Text to binary and binary to text converter for the IRP file format
Convert IRP text to binary
VGPirpbin a2b reads.bsq reads.irp
This conversion performs multiple scans of the file reads.irp to compute statistics for redundancy coding, so reads.irp needs to be a regular file. The maximum number of lines scanned for obtaining statistics can be set using the maxstatlines swich (i.e. set e.g. --maxstatlines50000).

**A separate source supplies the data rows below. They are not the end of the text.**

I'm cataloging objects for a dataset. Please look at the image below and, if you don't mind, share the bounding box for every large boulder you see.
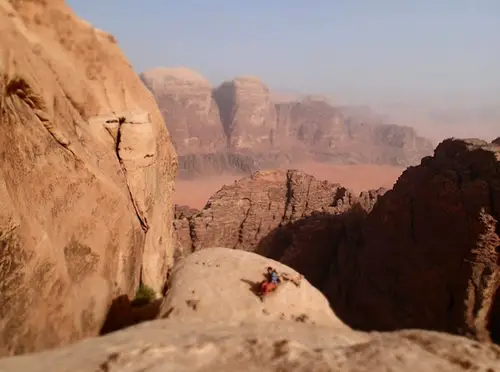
[174,170,380,288]
[0,320,500,372]
[141,67,226,154]
[214,76,276,148]
[276,99,347,150]
[323,139,500,343]
[159,248,347,328]
[0,0,176,353]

Convert binary IRP to text
VGPirpbin b2a reads.bsq > reads.irp
The binary to text conversion supports ranges via the --from and --to switches, e.g.:
VGPirpbin b2a --from50 --to100 reads.bsq > reads.irp
Note that not converting the whole binary file to text form will produce a file without a header.
The VGPirpbin comes with a Makefile which will build the VGPirpbin and an accompanying library for accessing binary IRP files from C programs. For building those just run make. The C compiler used can be set via the CC variable, e.g.
CC=gcc make
The package can be installed via
make install
The default installation path is /usr/local. This can be changed using the PREFIX variable when calling make install:
PREFIX=${HOME}/vgp make install
Here is a short example for accessing binary IRP files from C code. The code reads a binary IRP file and outputs the records in FastA format.

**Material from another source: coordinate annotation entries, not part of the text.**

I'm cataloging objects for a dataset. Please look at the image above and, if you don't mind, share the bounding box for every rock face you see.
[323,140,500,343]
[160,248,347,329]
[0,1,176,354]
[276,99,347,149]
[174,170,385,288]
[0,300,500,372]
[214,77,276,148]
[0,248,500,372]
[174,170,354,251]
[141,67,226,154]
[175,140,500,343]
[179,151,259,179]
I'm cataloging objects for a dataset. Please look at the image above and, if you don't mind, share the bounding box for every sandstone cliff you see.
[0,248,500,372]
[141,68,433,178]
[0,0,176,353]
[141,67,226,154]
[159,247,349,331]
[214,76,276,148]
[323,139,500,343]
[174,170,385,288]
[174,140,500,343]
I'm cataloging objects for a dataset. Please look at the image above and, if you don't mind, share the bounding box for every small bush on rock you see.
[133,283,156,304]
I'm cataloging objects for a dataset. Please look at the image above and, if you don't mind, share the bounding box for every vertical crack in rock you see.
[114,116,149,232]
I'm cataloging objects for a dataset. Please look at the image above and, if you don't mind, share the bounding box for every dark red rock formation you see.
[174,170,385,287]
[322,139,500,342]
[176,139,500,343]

#include "VGPirpbin_decodeBinaryFile.h"
#include <stdio.h>
#include <stdlib.h>
int main(int argc, char * argv[])
{
int returncode = EXIT_SUCCESS;
IRPBINDecoder * I = NULL;
IRPBinDecoderContext * context = NULL;
char const * fn = NULL;
int done = 0;
unsigned long id = 0;
if ( argc < 2 )
{
fprintf(stderr,"usage: %s <in>\n", argv[0]);
return EXIT_FAILURE;
}
fn = argv[1];
/* open file */
if ( ! (I = IRPBINDecoder_allocateFromFile(fn)) )
{
fprintf(stderr,"Unable to open file\n");
returncode = EXIT_FAILURE;
goto cleanup;
}
/* get decoder context */
if (!(context = IRPBINDecoder_getContext(I)))
{
returncode = -1;
goto cleanup;
}
/* print number of pairs in file */
fprintf(stderr,"found %lu pairs in file\n", I->nr);
while ( ! done )
{
int const r0 = IRPBINDecoder_decodePair(I,context);
/* decode error */
if ( r0 < 0 )
{
fprintf(stderr,"Decoding failed\n");
returncode = EXIT_FAILURE;
goto cleanup;
}
/* end of file */
else if ( r0 == 0 )
{
done = 1;
}
/* pair */
else if ( r0 == 1 )
{
/* first mate (0 terminated) */
char const * seq_a = context->DF->S;
/* length of forward sequence */
/* uint64_t seq_a_len = context->DF->S_l; */
fprintf(stdout,">%lu/1\n",id);
fprintf(stdout,"%s\n",seq_a);
/* second mate (0 terminated) */
char const * seq_b = context->DR->S;
/* length of forward sequence */
/* uint64_t seq_b_len = context->DR->S_l; */
fprintf(stdout,">%lu/2\n",id);
fprintf(stdout,"%s\n",seq_b);
id += 1;
}
}
cleanup:
IRPBinDecoderContext_deallocate(context);
IRPBINDecoder_deallocate(I);
return returncode;
}
Assuming the code is saved as IRPtoFastA.c, the program can be compiled using
cc -I${HOME}/vgp/include IRPtoFastA.c -o IRPtoFastA -L${HOME}/vgp/lib -lVGPirpbin
if VGPirpbin has previously been installed at ${HOME}/vgp (using
PREFIX=$HOME/vgp make install
).
The function IRPBINDecoder_seek
can be used to position the input pointer
at a given pair id in the input file:
/* seek to pair number 5 in the file */
IRPBINDecoder_seek(I,context,5);
The return value of the function should be checked. It returns 0 for success and -1 otherwise.
Note that while the IRPBINDecoder data structure can be shared across threads, this is not true for IRPBinDecoderContext. You need to create a separate context for each thread (concurrently) accessing an input file.